Lady e Vick: as cachorras voluntárias do lar de idosos

É dia de lar! Lady e Vick esperam na porta a hora do passeio. Não latem, aceitam todo carinho, respondem de imediato ao chamado das donas. Depois de dois anos e meio de trabalho semanal, sabem bem a postura de voluntárias.

As cachorras chegam e o Lar Santa Rita de Cássia se desmancha em suspiros. Quem não gostava de cachorro, passa a gostar. Quem já gostava, relembra o carinho de uma suculenta lambida em forma de beijo.

A alegria contagia os idosos que moram ali e toda a equipe. Não há quem resista ao abraço da Vick e ao cafuné nos pelos fofos da Lady .

Maria Torres de Oliveira, 78 anos, foi morar no lar este ano. Tomou a decisão porque não queria “atrapalhar” a vida da família, como explica. Diz que, até então, não se dava bem com bichos.

– Eu não tenho jeito…

Não tinha. Com Vick e Lady, se derrete toda. Passa a mão, abraça, dá risada e esquece dos problemas.

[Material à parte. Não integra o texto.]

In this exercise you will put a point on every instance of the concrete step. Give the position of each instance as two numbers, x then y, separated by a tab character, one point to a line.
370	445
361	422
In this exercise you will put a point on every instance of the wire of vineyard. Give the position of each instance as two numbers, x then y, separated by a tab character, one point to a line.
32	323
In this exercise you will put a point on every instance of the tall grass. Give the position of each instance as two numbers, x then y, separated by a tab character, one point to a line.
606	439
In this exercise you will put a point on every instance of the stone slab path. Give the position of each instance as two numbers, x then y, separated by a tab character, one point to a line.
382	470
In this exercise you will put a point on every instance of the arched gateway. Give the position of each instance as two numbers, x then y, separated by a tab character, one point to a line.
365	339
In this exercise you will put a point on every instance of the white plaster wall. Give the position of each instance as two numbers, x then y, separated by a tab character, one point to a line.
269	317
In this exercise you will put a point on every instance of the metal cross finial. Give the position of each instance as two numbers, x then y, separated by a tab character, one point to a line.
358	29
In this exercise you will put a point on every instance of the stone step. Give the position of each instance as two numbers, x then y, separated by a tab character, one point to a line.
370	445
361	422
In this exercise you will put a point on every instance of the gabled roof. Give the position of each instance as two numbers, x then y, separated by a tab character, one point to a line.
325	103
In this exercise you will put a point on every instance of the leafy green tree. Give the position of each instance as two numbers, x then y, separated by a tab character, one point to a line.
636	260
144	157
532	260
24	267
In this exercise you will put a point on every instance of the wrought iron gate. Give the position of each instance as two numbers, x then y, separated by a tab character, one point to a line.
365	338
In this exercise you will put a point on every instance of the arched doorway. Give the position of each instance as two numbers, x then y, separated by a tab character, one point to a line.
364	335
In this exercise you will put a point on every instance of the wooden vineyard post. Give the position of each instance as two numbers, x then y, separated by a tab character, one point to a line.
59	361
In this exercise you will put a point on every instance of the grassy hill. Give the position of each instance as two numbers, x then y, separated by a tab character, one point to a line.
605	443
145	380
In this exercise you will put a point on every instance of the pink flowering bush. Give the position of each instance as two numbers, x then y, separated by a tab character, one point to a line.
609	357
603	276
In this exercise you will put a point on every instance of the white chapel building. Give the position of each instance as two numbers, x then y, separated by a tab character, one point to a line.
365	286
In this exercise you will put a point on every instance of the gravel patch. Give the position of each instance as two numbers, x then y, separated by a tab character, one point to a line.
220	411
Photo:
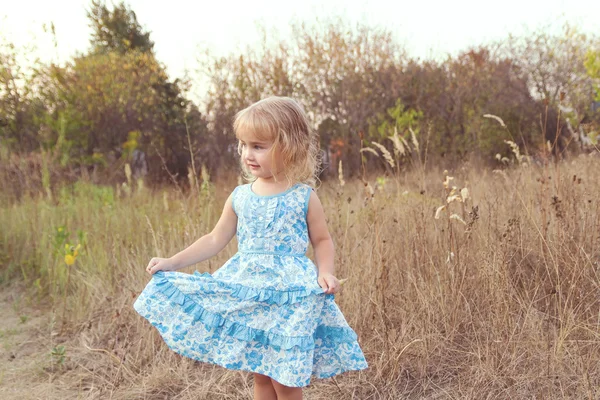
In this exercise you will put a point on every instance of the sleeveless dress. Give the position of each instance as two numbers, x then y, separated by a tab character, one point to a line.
263	310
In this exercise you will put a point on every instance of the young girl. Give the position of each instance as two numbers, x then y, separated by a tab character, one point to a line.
268	309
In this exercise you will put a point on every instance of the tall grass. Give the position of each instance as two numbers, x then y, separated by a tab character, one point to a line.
497	297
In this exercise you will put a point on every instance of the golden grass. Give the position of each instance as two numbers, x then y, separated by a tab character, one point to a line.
499	297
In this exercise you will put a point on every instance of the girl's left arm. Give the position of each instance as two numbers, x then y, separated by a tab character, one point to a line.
322	244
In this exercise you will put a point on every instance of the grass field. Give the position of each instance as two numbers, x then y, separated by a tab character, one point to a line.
495	296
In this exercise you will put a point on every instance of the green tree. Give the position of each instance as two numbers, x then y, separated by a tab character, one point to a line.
117	29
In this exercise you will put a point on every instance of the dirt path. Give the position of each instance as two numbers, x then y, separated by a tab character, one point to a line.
27	368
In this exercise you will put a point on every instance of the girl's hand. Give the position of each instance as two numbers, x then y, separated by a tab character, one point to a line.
160	264
330	283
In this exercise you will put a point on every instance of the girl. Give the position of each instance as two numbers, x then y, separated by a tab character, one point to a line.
268	309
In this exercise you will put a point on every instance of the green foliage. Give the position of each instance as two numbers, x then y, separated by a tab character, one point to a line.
116	30
398	118
592	65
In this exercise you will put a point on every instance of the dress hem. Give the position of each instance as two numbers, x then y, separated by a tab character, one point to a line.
246	333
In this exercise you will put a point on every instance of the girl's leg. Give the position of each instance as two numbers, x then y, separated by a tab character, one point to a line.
286	392
263	388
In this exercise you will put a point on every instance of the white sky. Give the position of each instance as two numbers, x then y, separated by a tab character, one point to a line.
428	28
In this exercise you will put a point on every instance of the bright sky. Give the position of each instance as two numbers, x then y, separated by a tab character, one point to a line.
427	28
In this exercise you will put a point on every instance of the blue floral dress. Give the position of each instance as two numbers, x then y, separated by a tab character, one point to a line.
263	310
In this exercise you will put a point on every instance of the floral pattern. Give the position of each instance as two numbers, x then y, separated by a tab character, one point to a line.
263	310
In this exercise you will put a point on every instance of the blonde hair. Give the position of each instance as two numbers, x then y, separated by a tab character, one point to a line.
283	121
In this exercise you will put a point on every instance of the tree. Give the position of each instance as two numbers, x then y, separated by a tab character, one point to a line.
116	30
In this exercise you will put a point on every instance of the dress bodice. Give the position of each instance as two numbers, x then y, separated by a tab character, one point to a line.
273	224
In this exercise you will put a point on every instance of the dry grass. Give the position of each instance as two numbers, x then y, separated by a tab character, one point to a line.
502	302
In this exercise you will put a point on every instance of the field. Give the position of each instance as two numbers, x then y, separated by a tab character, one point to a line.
495	296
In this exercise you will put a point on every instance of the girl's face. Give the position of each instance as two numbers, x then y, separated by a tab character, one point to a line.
258	156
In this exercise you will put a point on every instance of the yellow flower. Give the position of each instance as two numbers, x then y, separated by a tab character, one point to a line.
69	259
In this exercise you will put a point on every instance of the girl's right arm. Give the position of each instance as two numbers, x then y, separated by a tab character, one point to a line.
203	248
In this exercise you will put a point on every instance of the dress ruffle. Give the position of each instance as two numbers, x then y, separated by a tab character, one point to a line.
222	326
271	296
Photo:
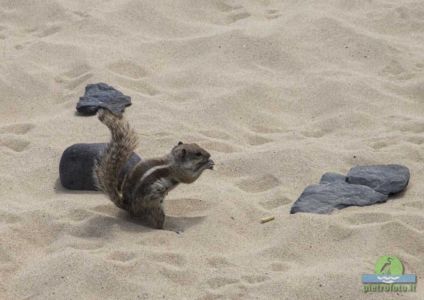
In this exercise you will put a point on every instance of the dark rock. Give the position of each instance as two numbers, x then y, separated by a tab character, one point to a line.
102	95
386	179
77	162
332	177
324	198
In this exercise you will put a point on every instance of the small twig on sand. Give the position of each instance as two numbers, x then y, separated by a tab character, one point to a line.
267	219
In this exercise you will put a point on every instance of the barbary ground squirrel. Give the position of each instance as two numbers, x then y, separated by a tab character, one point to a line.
144	188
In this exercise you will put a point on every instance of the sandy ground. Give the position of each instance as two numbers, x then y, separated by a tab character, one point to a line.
278	91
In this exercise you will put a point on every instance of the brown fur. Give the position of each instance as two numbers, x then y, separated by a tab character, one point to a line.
145	187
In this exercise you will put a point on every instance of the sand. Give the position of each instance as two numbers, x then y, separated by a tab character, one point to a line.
278	91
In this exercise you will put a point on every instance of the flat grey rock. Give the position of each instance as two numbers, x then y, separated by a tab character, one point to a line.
332	177
324	198
386	179
101	95
77	163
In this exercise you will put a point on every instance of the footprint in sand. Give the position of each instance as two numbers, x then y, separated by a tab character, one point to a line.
218	282
75	77
8	218
220	147
180	277
9	136
187	207
132	76
14	144
254	279
173	259
272	14
121	256
275	203
279	267
368	218
49	31
233	12
19	129
259	184
216	134
256	140
127	69
218	262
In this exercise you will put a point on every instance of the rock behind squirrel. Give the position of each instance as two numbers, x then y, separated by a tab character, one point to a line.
77	164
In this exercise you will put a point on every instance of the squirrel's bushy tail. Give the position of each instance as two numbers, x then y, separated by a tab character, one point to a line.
123	142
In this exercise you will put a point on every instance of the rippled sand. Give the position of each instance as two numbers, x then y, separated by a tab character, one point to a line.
278	91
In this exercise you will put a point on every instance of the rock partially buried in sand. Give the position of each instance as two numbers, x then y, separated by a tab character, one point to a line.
386	179
324	198
77	162
101	95
332	177
363	185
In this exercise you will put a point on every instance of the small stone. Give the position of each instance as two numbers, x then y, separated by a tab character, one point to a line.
386	179
77	163
101	95
324	198
332	177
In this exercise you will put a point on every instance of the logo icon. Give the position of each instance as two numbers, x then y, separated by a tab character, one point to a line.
389	277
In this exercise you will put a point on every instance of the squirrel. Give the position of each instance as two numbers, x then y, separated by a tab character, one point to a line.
144	188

– Eu consigo me aproximar delas. Coisa que eu nunca fiz na vida!

O senhor que normalmente passa a tarde vendo televisão, se levanta do sofá para fazer carinho na Lady. A senhora que no dia a dia não é de papo, solta gargalhadas gostosas quando ganha uma lambida.

Se Lady e Vick se esquecem de passar em algum quarto, é confusão. “Esqueceram de mim?”, a senhora vai logo cobrando.

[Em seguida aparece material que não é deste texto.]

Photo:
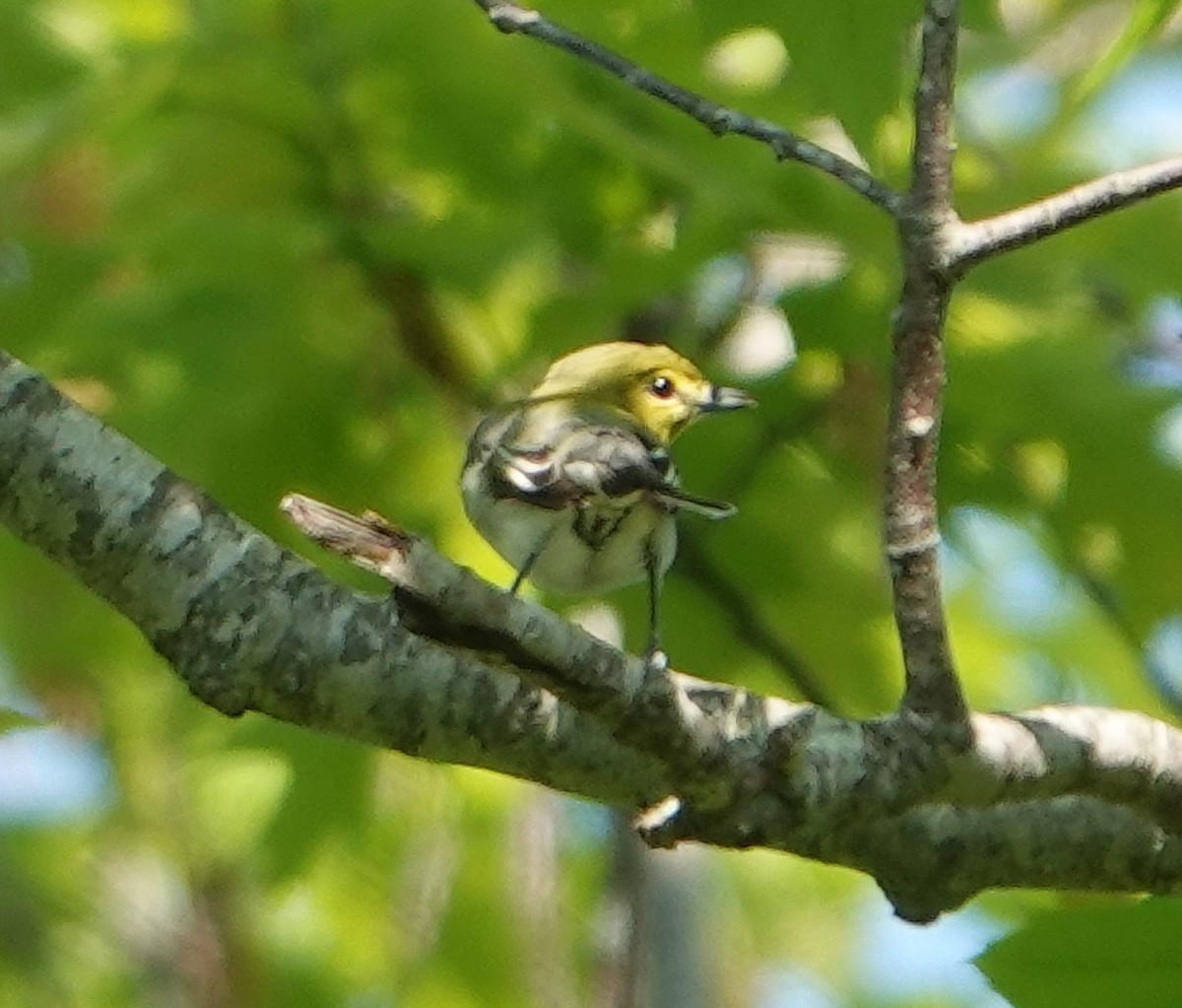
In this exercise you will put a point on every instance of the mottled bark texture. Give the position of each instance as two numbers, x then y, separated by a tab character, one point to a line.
448	667
935	802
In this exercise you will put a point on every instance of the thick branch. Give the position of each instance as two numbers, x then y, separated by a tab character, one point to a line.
1065	797
910	526
249	626
885	796
980	240
719	119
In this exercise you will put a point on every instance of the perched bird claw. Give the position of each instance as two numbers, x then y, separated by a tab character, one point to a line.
656	660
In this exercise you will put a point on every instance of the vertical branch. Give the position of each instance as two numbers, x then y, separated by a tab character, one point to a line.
909	508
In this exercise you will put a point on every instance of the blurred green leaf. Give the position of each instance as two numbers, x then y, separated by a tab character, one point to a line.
1090	956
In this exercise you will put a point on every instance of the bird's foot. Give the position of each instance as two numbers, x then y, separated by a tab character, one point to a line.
656	660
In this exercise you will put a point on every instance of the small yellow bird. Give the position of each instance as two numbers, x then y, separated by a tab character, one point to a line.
573	485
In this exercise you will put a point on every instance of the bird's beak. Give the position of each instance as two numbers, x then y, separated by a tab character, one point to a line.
722	400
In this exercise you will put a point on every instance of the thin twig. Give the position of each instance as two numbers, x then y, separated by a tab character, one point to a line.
513	19
742	611
909	507
979	240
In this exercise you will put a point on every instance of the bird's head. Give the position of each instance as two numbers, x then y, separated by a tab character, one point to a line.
648	386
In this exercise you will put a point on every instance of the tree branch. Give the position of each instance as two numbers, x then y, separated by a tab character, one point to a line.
786	146
979	240
909	508
248	626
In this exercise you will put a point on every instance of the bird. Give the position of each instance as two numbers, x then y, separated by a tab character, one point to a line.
573	485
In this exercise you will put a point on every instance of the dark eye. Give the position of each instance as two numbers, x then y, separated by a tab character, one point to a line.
661	387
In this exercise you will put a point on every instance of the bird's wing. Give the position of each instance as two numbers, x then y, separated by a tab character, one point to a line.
584	461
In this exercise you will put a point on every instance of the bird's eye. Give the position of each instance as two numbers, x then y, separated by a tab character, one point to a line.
661	387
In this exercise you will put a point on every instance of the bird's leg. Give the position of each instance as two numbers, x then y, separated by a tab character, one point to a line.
530	561
654	656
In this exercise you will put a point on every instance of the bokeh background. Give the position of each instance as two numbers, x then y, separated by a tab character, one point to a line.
301	245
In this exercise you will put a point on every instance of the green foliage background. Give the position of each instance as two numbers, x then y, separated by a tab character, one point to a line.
300	243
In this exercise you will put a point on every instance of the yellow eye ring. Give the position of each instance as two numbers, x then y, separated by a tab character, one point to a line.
661	387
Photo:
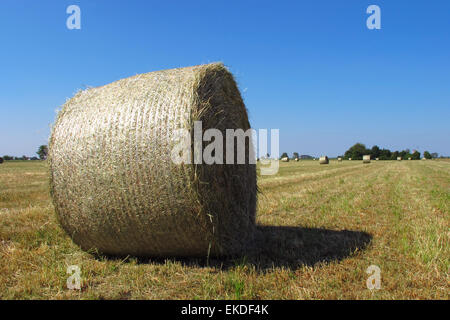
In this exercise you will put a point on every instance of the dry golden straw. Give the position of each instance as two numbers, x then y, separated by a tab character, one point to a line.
114	186
323	160
366	158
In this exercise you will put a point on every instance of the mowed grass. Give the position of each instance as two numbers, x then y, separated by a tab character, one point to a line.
321	227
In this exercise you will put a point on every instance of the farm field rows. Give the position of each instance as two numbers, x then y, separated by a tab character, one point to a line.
320	228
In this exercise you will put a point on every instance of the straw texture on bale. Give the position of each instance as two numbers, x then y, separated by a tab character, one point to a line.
323	160
366	158
114	185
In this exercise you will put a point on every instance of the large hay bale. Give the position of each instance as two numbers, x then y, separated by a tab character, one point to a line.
366	158
114	185
323	160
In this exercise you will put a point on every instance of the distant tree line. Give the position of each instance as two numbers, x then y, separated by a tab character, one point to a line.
42	153
357	151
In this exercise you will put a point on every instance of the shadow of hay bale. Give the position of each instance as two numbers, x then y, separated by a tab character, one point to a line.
288	247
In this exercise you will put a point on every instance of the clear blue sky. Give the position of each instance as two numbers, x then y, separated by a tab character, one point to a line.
310	68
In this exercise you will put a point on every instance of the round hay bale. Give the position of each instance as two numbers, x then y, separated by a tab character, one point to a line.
114	185
366	158
323	160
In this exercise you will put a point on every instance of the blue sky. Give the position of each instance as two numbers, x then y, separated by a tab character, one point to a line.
310	68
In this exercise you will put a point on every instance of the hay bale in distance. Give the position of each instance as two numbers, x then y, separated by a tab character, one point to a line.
114	186
323	160
366	158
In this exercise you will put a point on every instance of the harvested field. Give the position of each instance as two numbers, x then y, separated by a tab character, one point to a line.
321	227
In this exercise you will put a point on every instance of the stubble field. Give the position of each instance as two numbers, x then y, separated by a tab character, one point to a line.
321	227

Vick e Lady chegaram. O Lar Santa Rita está em festa!

O projeto Pets da Alegria começou com a ideia da Denise e total apoio da Sílvia. Denise Mara da Silva, 51 anos, conta que sempre quis desenvolver um projeto social. Apaixonada por cachorros, começou a pesquisar sobre a cãoterapia e decidiu implantar a ideia.

Faltava o principal, porém. Para ser terapeuta, o cão precisa ser tranquilo, obediente, aceitar todo tipo de carinho. Os cachorros que a Denise havia adotado das ruas até então – atentados que só – não se encaixavam no perfil.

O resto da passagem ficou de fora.